The opening 91-page section, “They Both Fell,” joins the ranks of classic war fiction with its unblinking child’s-eye-view of war. Ana lives a relatively normal life in her family’s apartment in Zagreb, distinguished only by her appealing tomboy nature and close friendship with a boy named Luka.

But when the Serbs begin bombing parts of Croatia, and a Serbian militia group made up of drunken louts with automatic weapons establishes roadblocks as an excuse to slaughter innocent Croats, life for the Juric family quickly implodes. While we have read stories like this before, Novic is a gifted enough writer to make the “same old story” newly compelling and heartbreaking.

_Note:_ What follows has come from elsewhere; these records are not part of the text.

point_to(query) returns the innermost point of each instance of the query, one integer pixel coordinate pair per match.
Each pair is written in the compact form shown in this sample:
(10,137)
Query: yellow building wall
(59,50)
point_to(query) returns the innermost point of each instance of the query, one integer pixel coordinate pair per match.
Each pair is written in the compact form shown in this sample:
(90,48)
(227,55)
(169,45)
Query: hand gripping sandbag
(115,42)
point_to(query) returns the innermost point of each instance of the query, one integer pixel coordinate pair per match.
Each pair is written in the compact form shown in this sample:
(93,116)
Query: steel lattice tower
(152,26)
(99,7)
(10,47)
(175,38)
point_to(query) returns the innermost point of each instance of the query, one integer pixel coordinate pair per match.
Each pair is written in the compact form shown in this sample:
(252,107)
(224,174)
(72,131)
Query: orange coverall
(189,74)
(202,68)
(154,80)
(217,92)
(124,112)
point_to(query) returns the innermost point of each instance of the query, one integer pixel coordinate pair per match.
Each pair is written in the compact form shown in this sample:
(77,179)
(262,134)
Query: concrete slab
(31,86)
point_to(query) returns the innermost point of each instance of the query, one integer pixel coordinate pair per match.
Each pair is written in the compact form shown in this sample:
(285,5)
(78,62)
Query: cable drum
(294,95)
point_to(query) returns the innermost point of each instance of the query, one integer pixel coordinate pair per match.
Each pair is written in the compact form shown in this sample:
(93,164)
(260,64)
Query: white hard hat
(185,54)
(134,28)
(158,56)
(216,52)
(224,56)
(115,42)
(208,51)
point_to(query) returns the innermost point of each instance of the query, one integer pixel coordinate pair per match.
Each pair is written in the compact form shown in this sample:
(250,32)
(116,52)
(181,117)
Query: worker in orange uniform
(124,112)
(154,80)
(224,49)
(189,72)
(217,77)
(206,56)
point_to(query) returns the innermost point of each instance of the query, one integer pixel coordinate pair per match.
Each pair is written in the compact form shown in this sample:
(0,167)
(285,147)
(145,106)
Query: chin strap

Novic then jumps ahead ten years to catch up with college student Ana in New York City. In Part II, “Somnambulist,” we learn that she was adopted by a Philadelphia area couple and now exists in a schizophrenic world: her present, in which she is an Americanized young woman, and her past, which refuses to release her into the future. She is an insomniac, haunted by the violence she witnessed close to home and her brief role as a child soldier in the resistance. Eventually, she decides the past’s ownership of her psychological and emotional life must be addressed, so during her summer break she impulsively returns to Croatia to face down her ghosts.

In Part III, “Safe House,” we are taken back to Ana’s wartime experiences, which are even more horrifying than we believed when we were abruptly, but powerfully, yanked from them at the end of Part I. Suffice to say, it soon becomes clear why the 20-year-old American Ana is a tortured soul with unfinished business to attend to.

Part IV, “Echoed by the Trees,” picks up where Part II left off, as Ana searches for answers to several questions, reconnects with an adult Luka, and faces her worst fears.

Girl at War succeeds in being both particular and universal. Novic brings to vivid life this one story of the Balkan civil war while exploring the profound, lifelong effects war has on an individual, regardless of time or place. Ana is a memorable character worth getting to know. And Girl at War will leave an indelible impression on readers’ minds.